On 11/4/20, Luke Kenneth Casson Leighton <lkcl at lkcl.net> wrote:

> Paul outlined that
> this has expanded to the point of

missing the button on the screen with fat fingers and hitting "send"
by mistake.  me, not Paul.

sorry :)

...to the point of interfering with synthesis tools, particularly now
that FP32 is in, and VSX is being developed (and developed as a
for-loop around the scalar ISA).

i went "hmmm" and thought it might be valuable to share some of the
design insights that went into LibreSOC.

the first thing is: we evaluated in-order and went, "no. not doing
it". every in-order microarchitecture has "stall" as the "solution",
and every effort to optimise or workaround the performance penalty
associated with that: i have not seen *one* good discussion or
justification.

for example it is "well-known" in the in-order world that you
absolutely do not do "early out" on pipelines, because the changes in
timing play merry hell with efforts to add "Operand Forwarding".

by contrast in an OoO design the dependency tracking goes "pffh, you
gave me an answer a bit early? yawwn" :)

so very early on we subdivided the *entire* ISA down into
"similar-looking register profiles" (which thanks to decode1.vhdl
after conversion to CSV files was very easy to do)

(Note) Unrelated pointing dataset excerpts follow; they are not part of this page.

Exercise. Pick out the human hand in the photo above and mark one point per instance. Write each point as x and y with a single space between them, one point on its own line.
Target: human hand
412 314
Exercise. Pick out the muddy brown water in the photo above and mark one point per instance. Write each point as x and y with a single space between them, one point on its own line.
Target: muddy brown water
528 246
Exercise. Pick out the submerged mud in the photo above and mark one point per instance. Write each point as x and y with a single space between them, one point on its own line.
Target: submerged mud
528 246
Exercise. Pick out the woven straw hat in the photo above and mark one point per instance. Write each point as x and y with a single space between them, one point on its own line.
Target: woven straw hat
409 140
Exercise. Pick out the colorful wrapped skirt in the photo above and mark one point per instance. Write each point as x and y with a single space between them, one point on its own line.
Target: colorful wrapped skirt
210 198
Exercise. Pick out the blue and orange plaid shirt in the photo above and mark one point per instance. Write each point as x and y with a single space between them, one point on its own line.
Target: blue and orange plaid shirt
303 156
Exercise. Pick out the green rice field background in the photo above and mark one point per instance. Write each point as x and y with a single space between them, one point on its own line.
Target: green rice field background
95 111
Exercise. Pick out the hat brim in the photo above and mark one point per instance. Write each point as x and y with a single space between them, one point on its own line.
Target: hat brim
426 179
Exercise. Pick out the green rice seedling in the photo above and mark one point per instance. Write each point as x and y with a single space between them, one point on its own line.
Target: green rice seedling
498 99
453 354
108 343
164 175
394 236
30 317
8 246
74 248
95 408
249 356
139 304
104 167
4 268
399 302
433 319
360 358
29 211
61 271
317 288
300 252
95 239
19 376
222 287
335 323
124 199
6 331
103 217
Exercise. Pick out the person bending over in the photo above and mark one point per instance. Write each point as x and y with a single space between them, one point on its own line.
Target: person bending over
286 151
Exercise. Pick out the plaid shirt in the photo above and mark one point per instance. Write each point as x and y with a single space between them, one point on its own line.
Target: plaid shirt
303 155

if you look at Mitch's diagram, on the left is how regfile writes are
wired up, and on the right is reads.

there are *12* completely separate and distinct Computation Units (in
the 6600 they are FSMs, think of them as pipelines). some are
duplicates which helped them get 3-4 times better performance than any
other computer on the planet at the time.

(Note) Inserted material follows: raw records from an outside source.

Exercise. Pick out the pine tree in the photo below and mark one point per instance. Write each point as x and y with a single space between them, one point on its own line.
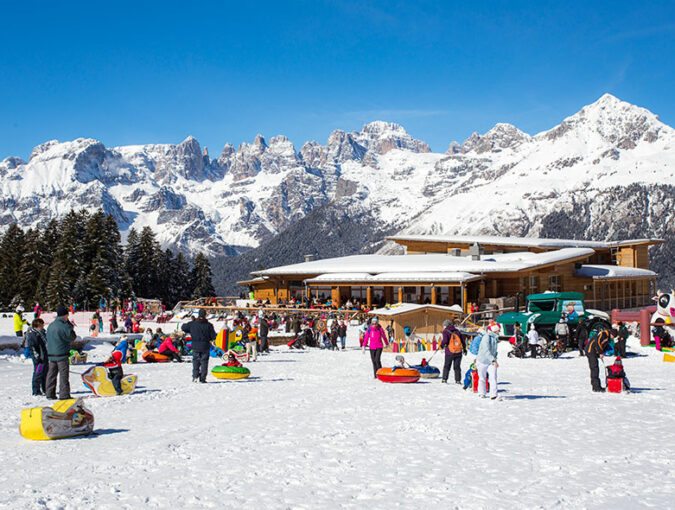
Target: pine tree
66 272
31 267
11 256
201 278
48 241
181 289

but look at A B and X, these are different regfiles.  think of them as
INT, CR and SPR for example.

the profiles are completely different for each pipeline.  LibreSOC's
MUL pipeline regfile profile is for example here:

https://git.libre-soc.org/?p=soc.git;a=blob;f=src/soc/fu/div/pipe_data.py;h=c8279f42ade1fa4b7932438d27cd8205db0a2dd3;hb=HEAD#l12

  13     regspec = [('INT', 'ra', '0:63'),  # RA
  14                ('INT', 'rb', '0:63'),  # RB/immediate
  15                ('XER', 'xer_so', '32'), ]  # XER

yes it is from DIV because it turns out that the read regfile spec for
MUL and DIV are exactly the same (excluding mac of course).

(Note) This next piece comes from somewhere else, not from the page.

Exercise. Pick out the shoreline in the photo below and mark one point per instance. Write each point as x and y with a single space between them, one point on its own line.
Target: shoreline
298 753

likewise for regfile writing.

whereas for the ALU pipeline (OP_ADD and not very much else) this has
cr0, XER ov ca so where yes really each of those is treated as
completely separate registers, the XER ones only 2 bit wide, and yes
will have their own Dep Matrix columns!

likewise CRs are treated as individual 4 bit registers.

basically there is a data structure "Specification" for each thing
that needs connecting, exactly as outlined in Mitch's diagram.

then comes the job of connecting them up :)

because we are using python we can analyse those specifications and
*on-the-fly generate* the HDL which wires up Pipelines to Regfiles
based on a particular connectivity strategy.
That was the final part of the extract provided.